Victor Oladipo's path to stardom at Indiana was about as unconventional as it gets. When his name was called for the Orlando Magic with the No. 2 overall pick, it was a rewarding moment for a player who has dealt with far more than just on-the-court issues.
Coming out of high school, Oladipo was not a highly-touted recruit. Instead, he was viewed as a raw, high-ceiling athlete who garnered just three stars next to his name on most recruiting networks. Indiana coach Tom Crean saw something in him, invited him to campus in September 2009 and secured a commitment just four days later.
Oladipo appeared in 32 games as a freshman but started just five, averaging 7.4 points and 3.7 rebounds on a pretty bad Hoosiers squad. He displayed flashes of being a good player, though, giving him and IU some momentum heading into the 2011-12 season.
As a sophomore, Oladipo emerged as a starter. He averaged 10.8 points, 5.3 rebounds and two assists, leading the Hoosiers to the Sweet 16. Still, there was room to grow.
This past year was when he burst onto the scene as one of the best players in college basketball. In a game that has mostly been dominated by one-and-done freshman, it was a refreshing change to see an upperclassman become one of the game's top players.
Oladipo was a finalist for the Wooden Award, which is given to the nation's best player, averaging 13.6, 6.3 and 2.1. Those numbers still might not jump off the page, but when a player continually draws comparisons to Michael Jordan by longtime national analysts, people begin to pay attention.
But despite all of his accomplishments at Indiana, Victor's father, Christopher, has never really seen his son play the game he loves. He seldom goes to his games. The two have never had a conventional father-son relationship.
As this Washington Post feature details, Chris Oladipo wanted to send his son to China during the summer to study martial arts and improve his self-discipline. A high school player spending the summer before his senior year in a foreign country could have resulted in the end of his career before it even began.
Victor never made it to China. When schools like Indiana came calling, his father pushed him towards Harvard or Maryland. Their relationship became strained.

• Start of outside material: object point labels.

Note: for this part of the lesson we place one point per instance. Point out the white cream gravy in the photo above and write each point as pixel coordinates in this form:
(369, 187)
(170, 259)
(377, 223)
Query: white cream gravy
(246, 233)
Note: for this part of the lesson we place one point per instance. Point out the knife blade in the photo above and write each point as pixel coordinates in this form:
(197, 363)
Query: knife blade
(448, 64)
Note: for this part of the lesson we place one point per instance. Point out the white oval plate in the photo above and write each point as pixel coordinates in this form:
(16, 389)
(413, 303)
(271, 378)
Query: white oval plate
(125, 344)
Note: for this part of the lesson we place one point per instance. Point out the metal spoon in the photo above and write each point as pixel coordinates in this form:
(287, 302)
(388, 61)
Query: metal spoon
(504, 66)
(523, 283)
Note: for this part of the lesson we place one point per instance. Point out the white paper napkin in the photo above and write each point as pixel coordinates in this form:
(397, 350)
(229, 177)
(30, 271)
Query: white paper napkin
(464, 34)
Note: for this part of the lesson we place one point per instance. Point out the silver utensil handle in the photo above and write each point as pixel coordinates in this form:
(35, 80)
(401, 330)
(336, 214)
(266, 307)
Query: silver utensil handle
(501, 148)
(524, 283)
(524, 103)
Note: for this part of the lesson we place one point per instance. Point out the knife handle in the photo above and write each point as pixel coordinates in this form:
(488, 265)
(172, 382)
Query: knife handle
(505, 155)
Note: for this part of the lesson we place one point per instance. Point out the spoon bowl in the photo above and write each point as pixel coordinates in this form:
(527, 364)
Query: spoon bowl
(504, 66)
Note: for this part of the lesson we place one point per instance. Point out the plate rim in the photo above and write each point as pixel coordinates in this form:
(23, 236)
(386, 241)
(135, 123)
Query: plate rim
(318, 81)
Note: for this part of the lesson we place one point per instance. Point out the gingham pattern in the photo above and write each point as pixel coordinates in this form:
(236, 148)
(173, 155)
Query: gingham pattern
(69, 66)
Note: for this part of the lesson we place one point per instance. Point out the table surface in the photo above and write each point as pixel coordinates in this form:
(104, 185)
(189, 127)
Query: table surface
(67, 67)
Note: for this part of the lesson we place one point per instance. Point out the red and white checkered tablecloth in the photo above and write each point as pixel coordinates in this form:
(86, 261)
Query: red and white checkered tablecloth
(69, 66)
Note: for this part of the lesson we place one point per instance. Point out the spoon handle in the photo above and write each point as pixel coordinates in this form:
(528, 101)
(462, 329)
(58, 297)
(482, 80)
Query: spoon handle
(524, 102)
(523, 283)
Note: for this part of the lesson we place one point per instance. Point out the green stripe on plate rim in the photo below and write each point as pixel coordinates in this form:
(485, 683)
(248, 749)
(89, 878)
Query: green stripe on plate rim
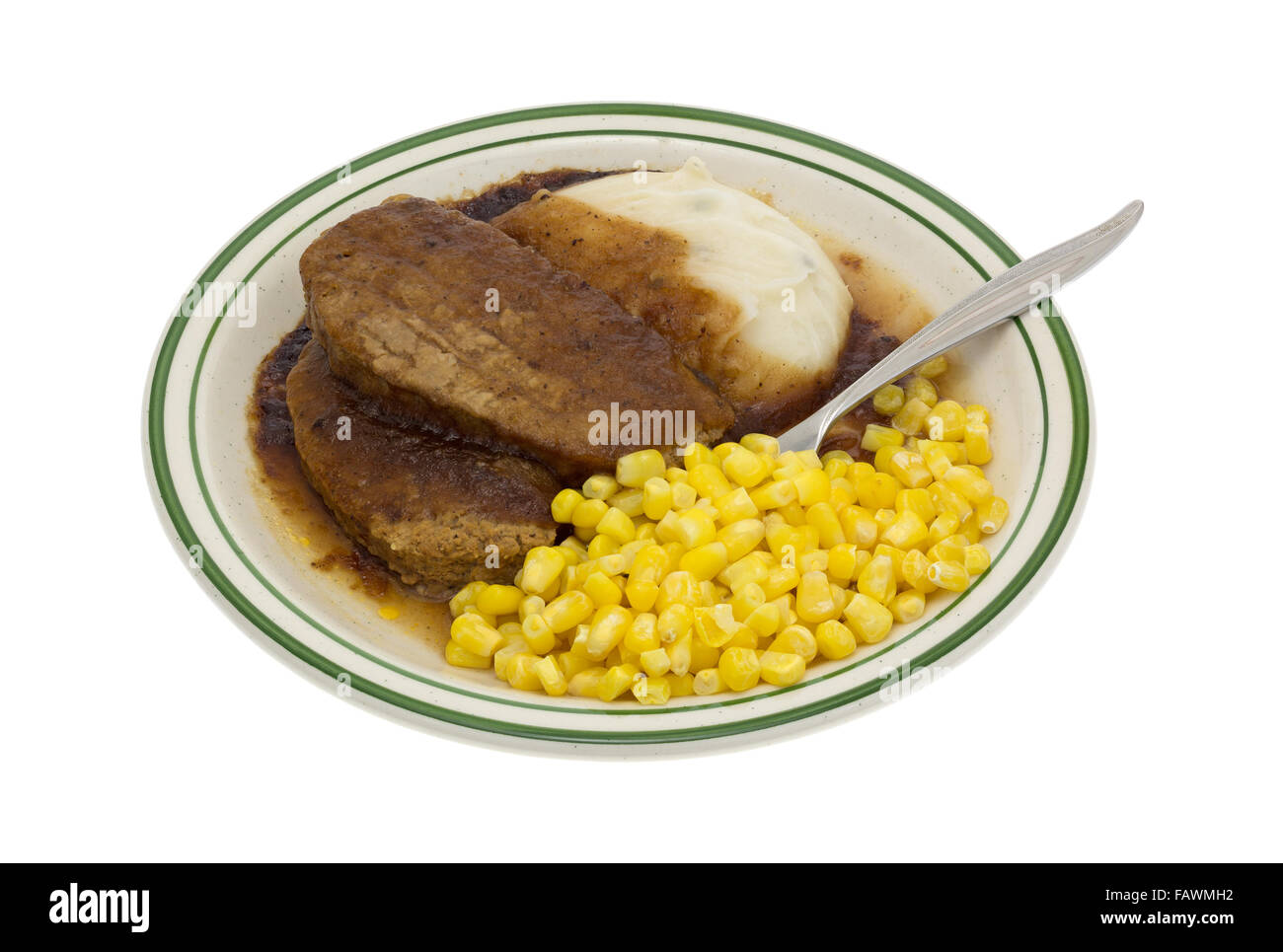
(245, 606)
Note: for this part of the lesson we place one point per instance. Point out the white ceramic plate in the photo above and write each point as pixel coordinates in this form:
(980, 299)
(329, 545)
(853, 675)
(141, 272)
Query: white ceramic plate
(203, 471)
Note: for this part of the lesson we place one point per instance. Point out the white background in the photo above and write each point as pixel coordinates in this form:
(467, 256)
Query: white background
(1130, 712)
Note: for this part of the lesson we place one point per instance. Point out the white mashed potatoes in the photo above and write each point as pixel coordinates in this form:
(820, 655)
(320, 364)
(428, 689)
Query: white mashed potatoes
(793, 306)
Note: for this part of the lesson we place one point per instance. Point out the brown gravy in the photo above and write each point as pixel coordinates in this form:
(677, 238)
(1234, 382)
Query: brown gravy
(303, 521)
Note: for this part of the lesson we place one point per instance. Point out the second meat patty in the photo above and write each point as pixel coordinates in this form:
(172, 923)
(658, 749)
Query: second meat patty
(450, 320)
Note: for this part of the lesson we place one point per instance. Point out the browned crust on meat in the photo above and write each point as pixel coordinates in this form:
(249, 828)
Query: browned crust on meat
(427, 506)
(398, 295)
(641, 267)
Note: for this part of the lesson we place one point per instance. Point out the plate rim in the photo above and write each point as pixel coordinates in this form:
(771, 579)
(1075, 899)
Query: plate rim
(1021, 584)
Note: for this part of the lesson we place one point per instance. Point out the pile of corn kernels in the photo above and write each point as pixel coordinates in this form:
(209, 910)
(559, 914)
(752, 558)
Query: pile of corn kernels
(744, 564)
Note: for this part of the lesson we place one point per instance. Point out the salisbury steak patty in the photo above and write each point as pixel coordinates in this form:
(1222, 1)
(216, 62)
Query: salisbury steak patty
(427, 506)
(452, 321)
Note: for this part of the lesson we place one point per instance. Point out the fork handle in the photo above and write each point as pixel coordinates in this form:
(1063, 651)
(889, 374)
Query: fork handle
(1014, 290)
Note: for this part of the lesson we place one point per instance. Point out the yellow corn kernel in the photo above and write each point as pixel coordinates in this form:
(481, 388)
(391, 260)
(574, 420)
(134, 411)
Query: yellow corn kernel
(877, 580)
(652, 690)
(834, 640)
(551, 677)
(709, 480)
(694, 528)
(764, 620)
(920, 389)
(950, 548)
(630, 502)
(796, 639)
(709, 682)
(739, 667)
(773, 495)
(616, 680)
(567, 611)
(636, 469)
(975, 558)
(906, 532)
(735, 506)
(969, 483)
(936, 367)
(585, 683)
(779, 580)
(877, 490)
(793, 513)
(948, 500)
(835, 468)
(812, 486)
(599, 548)
(813, 600)
(911, 417)
(680, 686)
(942, 528)
(654, 662)
(475, 635)
(565, 504)
(841, 563)
(572, 550)
(813, 560)
(744, 636)
(503, 657)
(680, 654)
(745, 601)
(744, 466)
(888, 400)
(601, 486)
(617, 525)
(842, 491)
(675, 622)
(715, 625)
(945, 422)
(697, 455)
(905, 465)
(936, 457)
(589, 512)
(678, 588)
(521, 673)
(602, 589)
(858, 526)
(706, 560)
(461, 657)
(530, 605)
(991, 515)
(821, 516)
(466, 597)
(539, 634)
(642, 634)
(907, 606)
(610, 625)
(877, 436)
(702, 656)
(868, 619)
(976, 440)
(914, 567)
(655, 498)
(499, 600)
(749, 570)
(948, 575)
(918, 500)
(761, 443)
(782, 669)
(742, 537)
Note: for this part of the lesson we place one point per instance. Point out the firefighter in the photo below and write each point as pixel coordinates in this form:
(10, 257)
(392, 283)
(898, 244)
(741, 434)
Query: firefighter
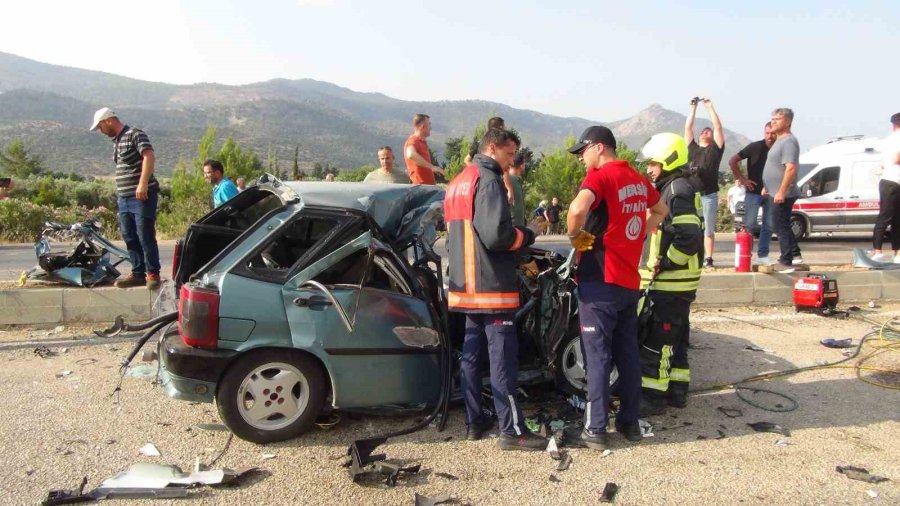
(606, 223)
(671, 272)
(483, 243)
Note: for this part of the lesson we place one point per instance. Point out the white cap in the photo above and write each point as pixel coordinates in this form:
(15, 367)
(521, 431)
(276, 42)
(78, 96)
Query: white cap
(101, 115)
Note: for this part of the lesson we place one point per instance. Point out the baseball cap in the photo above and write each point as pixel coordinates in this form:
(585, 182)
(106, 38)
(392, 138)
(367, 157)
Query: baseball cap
(592, 135)
(100, 115)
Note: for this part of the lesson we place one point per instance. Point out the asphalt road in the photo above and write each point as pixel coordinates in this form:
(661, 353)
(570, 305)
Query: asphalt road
(61, 425)
(817, 250)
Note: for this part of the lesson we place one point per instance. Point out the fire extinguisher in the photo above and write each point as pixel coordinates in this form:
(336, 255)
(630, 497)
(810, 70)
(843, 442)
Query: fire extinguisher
(743, 249)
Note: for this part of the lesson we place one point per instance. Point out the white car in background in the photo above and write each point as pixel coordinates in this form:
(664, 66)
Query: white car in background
(838, 187)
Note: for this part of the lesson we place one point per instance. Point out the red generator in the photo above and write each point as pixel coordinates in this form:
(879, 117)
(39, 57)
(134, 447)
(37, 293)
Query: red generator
(815, 292)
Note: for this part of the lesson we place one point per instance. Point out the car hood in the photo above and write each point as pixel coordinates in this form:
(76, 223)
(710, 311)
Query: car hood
(403, 211)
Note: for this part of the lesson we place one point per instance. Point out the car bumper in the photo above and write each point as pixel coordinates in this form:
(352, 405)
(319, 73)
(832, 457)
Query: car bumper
(188, 373)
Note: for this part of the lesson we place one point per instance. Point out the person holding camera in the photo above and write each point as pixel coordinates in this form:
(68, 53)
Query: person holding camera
(705, 155)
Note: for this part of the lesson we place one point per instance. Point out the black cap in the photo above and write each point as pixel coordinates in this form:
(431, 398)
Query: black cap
(593, 135)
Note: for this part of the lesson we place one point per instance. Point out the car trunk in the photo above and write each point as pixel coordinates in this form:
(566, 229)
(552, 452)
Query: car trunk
(214, 233)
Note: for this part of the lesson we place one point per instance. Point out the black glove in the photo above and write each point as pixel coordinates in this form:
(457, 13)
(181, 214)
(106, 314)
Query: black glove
(529, 236)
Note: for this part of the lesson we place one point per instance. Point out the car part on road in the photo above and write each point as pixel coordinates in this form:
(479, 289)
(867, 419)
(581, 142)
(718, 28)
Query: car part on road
(770, 427)
(860, 474)
(609, 492)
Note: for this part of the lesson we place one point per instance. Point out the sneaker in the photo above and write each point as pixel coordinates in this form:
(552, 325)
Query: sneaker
(630, 430)
(784, 269)
(474, 431)
(130, 280)
(677, 399)
(528, 442)
(596, 440)
(651, 406)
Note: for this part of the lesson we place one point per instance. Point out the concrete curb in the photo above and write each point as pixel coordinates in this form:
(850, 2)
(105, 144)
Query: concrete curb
(58, 306)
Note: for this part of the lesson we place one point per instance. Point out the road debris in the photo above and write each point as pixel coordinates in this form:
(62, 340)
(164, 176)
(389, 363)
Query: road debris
(609, 492)
(860, 474)
(837, 343)
(423, 500)
(149, 450)
(770, 427)
(730, 412)
(44, 352)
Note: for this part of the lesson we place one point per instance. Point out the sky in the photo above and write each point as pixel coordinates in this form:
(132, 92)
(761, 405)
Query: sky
(831, 62)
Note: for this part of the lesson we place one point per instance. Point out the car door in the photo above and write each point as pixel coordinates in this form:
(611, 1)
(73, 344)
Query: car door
(863, 199)
(822, 200)
(355, 310)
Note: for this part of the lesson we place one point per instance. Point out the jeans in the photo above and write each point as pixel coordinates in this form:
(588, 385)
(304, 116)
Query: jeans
(752, 204)
(781, 219)
(499, 331)
(710, 204)
(137, 222)
(609, 333)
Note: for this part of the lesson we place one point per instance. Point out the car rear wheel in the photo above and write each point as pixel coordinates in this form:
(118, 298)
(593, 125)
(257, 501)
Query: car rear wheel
(271, 395)
(570, 370)
(798, 226)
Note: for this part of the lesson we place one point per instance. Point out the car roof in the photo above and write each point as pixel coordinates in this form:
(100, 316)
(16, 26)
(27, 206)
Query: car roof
(399, 209)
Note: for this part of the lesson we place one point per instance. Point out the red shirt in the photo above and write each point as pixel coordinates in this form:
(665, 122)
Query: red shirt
(418, 175)
(618, 218)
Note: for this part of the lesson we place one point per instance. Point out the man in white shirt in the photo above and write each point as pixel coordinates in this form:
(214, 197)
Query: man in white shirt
(889, 193)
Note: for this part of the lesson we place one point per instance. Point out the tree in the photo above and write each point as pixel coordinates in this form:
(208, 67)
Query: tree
(17, 162)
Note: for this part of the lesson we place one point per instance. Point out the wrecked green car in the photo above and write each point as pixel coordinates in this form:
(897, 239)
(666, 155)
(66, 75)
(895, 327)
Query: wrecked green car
(294, 298)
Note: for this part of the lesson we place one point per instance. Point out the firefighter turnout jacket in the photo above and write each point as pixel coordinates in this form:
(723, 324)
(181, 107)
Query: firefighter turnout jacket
(482, 241)
(678, 242)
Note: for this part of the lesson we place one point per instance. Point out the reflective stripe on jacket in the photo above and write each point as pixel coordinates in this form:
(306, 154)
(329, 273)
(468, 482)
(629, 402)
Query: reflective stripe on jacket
(678, 242)
(482, 241)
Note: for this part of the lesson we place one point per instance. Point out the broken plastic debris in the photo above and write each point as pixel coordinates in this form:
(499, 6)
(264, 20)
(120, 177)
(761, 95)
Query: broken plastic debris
(564, 462)
(837, 343)
(423, 500)
(730, 412)
(552, 446)
(770, 427)
(149, 450)
(609, 492)
(860, 474)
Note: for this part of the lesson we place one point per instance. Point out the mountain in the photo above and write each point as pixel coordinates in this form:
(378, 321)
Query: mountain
(50, 107)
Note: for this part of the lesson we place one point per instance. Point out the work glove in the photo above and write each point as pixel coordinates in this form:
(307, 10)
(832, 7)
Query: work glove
(529, 236)
(583, 240)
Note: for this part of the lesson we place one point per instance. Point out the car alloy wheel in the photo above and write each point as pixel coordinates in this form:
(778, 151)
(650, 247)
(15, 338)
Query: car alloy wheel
(271, 395)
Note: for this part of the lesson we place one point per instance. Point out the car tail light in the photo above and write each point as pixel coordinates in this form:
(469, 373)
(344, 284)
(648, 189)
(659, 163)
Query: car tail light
(176, 255)
(198, 317)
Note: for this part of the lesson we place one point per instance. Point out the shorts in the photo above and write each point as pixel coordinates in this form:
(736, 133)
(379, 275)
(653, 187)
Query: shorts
(710, 204)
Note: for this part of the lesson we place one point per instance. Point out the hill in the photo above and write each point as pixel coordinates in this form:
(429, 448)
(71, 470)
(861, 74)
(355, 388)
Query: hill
(50, 108)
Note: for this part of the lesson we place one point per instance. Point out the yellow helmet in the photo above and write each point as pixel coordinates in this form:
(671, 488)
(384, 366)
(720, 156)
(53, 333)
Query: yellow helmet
(666, 149)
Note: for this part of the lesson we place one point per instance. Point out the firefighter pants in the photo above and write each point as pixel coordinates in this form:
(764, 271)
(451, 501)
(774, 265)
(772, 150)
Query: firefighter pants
(609, 328)
(664, 362)
(503, 351)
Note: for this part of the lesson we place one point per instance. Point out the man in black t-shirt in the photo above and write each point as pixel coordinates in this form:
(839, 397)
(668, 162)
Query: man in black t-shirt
(552, 215)
(704, 156)
(755, 153)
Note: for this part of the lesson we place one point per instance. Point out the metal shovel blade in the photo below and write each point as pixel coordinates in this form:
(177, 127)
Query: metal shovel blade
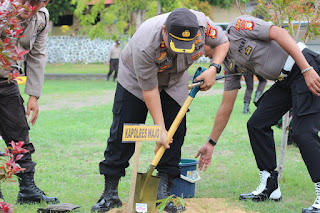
(146, 190)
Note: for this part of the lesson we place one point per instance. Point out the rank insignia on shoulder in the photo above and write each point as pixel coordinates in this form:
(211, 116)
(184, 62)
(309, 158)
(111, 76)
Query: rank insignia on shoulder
(198, 41)
(162, 45)
(162, 56)
(197, 56)
(211, 32)
(244, 25)
(248, 50)
(40, 28)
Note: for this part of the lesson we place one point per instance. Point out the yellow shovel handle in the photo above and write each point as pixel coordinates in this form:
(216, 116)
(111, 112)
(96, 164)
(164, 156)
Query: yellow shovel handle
(174, 126)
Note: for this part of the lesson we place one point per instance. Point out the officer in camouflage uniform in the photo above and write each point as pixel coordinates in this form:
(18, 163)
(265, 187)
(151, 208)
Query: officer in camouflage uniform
(153, 77)
(13, 123)
(258, 47)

"I would love for him to want to see me play," Victor said in the same Washington Post story. "I want to show him how good I've become. . . . Sometimes I sit down and wonder why he doesn't come, why he doesn't want to see me play, but I guess it's hard to explain."
And just when things could not get any worse, Chris Oladipo is facing sexual harassment charges.
It's tough to imagine many of this year's draftees having a more unconventional journey to the league than Oladipo. Yet, throughout all of the trials and tribulations of the first 21 years of his life, Oladipo was one of the first two players chosen.
NBA general managers loved him before the draft for his approach to the game both on and off the court. He should see plenty of early playing time for the Magic because of his defensive tenacity alone. And if he's able to continue shooting the ball as well as he did this past season -- he hit 60 percent of his shots, including 44 percent from behind the arc -- the Magic have landed a star to build around for years to come.